Mesajı Okuyun
Old 25-02-2015, 13:24   #6
av.murat kılıç

 
Varsayılan

Alıntı:
Yazan Av.İlker DOLGUN
Ticareti terk konusunda hemfikiriz, zaten yargıtay kararları da bu yönde. Peki, alacaklıyı zarara uğratma ve iflas istememe suçları için görüşünüz nedir?



Merhaba
Yargıtay olayınızdaki gibi 2 dosya birleşirse zincirleme suç olabileceğini söylemektedir. Karar aşağıdadır. 2.nolu bent.

Y16HD
Esas : 2012/3297
Karar : 2012/5372
Tarih : 18.06.2012
TİCARETİ TERK SUÇU ( Şirket Müdür ve Yetkilileri Yönünden - Aynı İşyeri İle İlgili Olarak )
İİK.337/a, 349
TCK.43
Ticaret şirketlerinin müdür ve yetkililerinin ticareti terk suçunu işlemeleri mümkündür.

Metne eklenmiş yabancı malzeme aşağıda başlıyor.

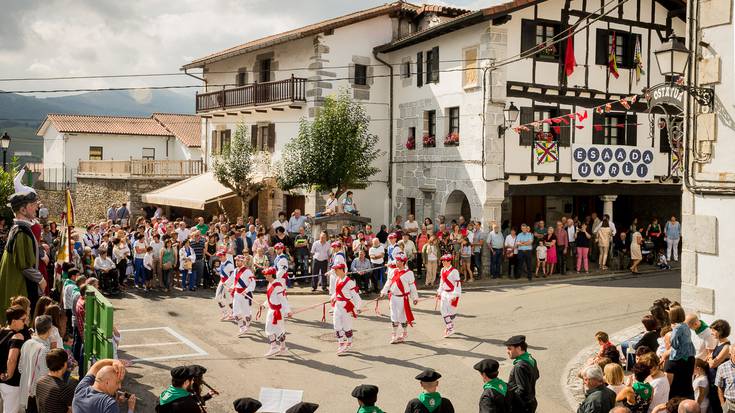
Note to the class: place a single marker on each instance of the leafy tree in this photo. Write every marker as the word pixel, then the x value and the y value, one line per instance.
pixel 336 150
pixel 233 167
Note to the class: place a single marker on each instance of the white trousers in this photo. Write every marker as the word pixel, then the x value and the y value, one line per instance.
pixel 11 398
pixel 672 245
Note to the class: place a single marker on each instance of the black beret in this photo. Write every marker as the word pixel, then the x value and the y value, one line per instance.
pixel 515 341
pixel 366 392
pixel 246 405
pixel 428 376
pixel 487 366
pixel 197 370
pixel 303 407
pixel 181 373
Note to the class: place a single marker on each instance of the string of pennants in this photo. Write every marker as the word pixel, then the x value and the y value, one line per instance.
pixel 578 117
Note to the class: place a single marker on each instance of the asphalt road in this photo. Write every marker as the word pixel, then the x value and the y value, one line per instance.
pixel 559 319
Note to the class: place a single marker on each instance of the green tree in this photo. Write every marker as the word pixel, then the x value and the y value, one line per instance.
pixel 234 166
pixel 335 151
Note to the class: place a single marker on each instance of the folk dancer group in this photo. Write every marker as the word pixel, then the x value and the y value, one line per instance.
pixel 234 296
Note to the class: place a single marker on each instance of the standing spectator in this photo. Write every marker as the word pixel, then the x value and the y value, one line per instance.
pixel 377 258
pixel 53 393
pixel 680 357
pixel 524 243
pixel 511 252
pixel 562 243
pixel 672 234
pixel 320 261
pixel 31 364
pixel 497 243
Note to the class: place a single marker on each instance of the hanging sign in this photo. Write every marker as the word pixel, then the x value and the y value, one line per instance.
pixel 598 162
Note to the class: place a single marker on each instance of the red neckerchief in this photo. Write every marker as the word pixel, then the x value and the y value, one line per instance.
pixel 406 303
pixel 275 307
pixel 349 306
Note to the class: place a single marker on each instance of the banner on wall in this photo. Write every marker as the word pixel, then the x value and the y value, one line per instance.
pixel 614 162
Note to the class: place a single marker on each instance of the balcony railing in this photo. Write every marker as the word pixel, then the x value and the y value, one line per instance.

Ticareti terk suçu, aynı işyeri ile ilgili olarak aynı sanık tarafından ancak bir kez işlenebilen bir suç olup;

Atılı suçtan dolayı Antalya 5. İcra Mahkemesinin 2009/170 ve 173 esas sayılı dosyasından da şikayette bulunulduğunun anlaşılması nedeniyle;

anılan dosyaların iş bu dava dosyası ile birleştirilerek, sanık hakkında 5237 sayılı TCK`nun 43. maddesinin ikinci fıkrasının uygulanması gerekip gerekmediğinin tartışılmaması,isabetsiz olmuştur.mfk
DAVA VE KARAR:
Ticareti terk hükümlerine muhalefet etmek suçundan sanık Y.Ş`nin İİK`nun 337/a maddesi uyarınca 3 ay hapis cezası ile cezalandırılmasına karar verilmiş, hüküm yasal süresi içerisinde sanık tarafından temyiz edildiğinden,

Yargıtay C.Başsavcılığının bozma istemli tebliğnamesiyle dosya, Daireye gönderilmiş olmakla, inceleme raporu ve dosyadaki belgeler okunarak; gereği görüşüldü:
YARGITAY 16. HUKUK DAİRESİ KARARI:
Yargıtay Ceza Genel Kurulunun 14.02.2012 tarih ve 2011/505, 509, 513, 21.02.2012 tarih ve 2011/506, 510, 511 ve 621 esas sayılı dosyalarında, ticaret şirketlerinin müdür ve yetkililerinin ticareti terk suçunu işlemelerinin mümkün olduğu yönünde oyçokluğuyla verilen karar doğrultusunda uygulama yapılması Dairemizce de uygun bulunmuş olmakla;

Ticaret şirket yetkilisi olan sanığa isnat edilen suçun oluşabilmesi için, tacirin fiili olarak ticareti terk etmesi ve bu durumu on beş günlük süre içerisinde kayıtlı olduğu ticaret siciline bildirmemesi ve bütün aktif ve pasifi ile alacaklılarının isim ve adreslerini içeren bir mal beyannamesi vermemesinin gerekmesi nedeniyle;

Somut olayda borçlu şirket ticaret sicili memurluğunda kayıtlı olup, zabıta marifetiyle kayıtlı olduğu adresinde yapılan araştırmada tanıyan ve bilene rastlanmadığının saptanması karşısında, yapılan yargılamaya, dosya içeriğine toplanıp karar yerinde gösterilen ve değerlendirilen delillere, oluşa ve mahkemenin yapılama sonucunda oluşan inanç ve takdirine, suçun oluşumuna ve niteliğine uygun kabul ve uygulamasına yönelik temyiz itirazlarının reddine, ancak;

1- Sanığa tebliğ edilen duruşma davetiyesinde İİK`nun 349. maddesinin beşinci fıkrasına uygun açıklama yerine, suçun yalnız veya birlikte adli para cezasını veya müsadereyi gerektirdiği durumlarda uygulanabilen CMK`nun 195. maddesindeki açıklamanın yapılması sonucunda sanığın yokluğunda yargılama yapılmak suretiyle savunma hakkının kısıtlanması,

2- Ticareti terk suçu, aynı işyeri ile ilgili olarak aynı sanık tarafından ancak bir kez işlenebilen bir suç olup, Dairemizce yapılan temyiz incelemesi sebebi ile öğrenilen ve atılı suçtan dolayı Antalya 5. İcra Mahkemesinin 2009/170 ve 173 esas sayılı dosyasından da şikayette bulunulduğunun anlaşılması nedeniyle, anılan dosyaların iş bu dava dosyası ile birleştirilerek, sanık hakkında 5237 sayılı TCK`nun 43. maddesinin ikinci fıkrasının uygulanması gerekip gerekmediğinin tartışılmaması,
SONUÇ: İsabetsiz olup, temyiz itirazları bu itibarla yerinde görülmekle hükmün istem gibi ( BOZULMASINA ), oybirliğiyle karar verildi.